A professora do segundo ano era a que mais trabalhava com esses conflitos. Diariamente em sua turma, surgia alguma situação não relacionada ao planejamento docente na qual a professora necessitava intervir. Era de praxe a professora resolver a situação no momento em que ocorria, sempre através de uma prática que contemplou o diálogo e a reflexão por parte do aluno. Sobre a importância do diálogo nas relações, recorre-se ao mestre, Freire (1996), que dizia que, para ensinar, é preciso haver disponibilidade para o diálogo.

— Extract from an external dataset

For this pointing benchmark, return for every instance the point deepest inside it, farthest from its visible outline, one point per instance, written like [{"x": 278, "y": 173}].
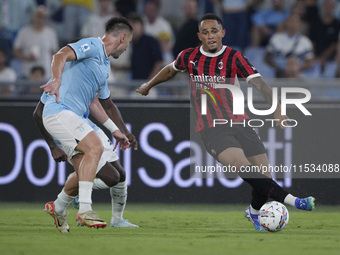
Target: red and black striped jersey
[{"x": 206, "y": 70}]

Por conta do diálogo o professor transmite ao aluno a segurança sobre suas ações. Nesse sentido, o professor não deve (e nem pode) deixar passar as oportunidades de dialogar, discutir um tema, propor reflexões, expor posições, sempre através da oportunidade do diálogo entre as partes, oportunizando uma reflexão crítica, proveitosa e educativa.

Tenho conversado com colegas da escola na qual trabalho e com outros colegas do campo da educação sobre o quanto é necessário promover ações em sala de aula para

trabalhar diferentes situações que geram conflitos durantes as aulas. Estas ações, muitas vezes, são pensadas para ser desenvolvidas no planejamento, a partir de atividades, como desenvolvimento de projetos, combinações da turma, conversas coletivas, realização de atividades que possibilitam a reflexão. Embora sejam todas ações válidas e que podem gerar bons resultados, a melhor metodologia, no meu entendimento, é a que utiliza o diálogo e a reflexão e que, se necessário, possa também contar com o apoio da gestão e da família.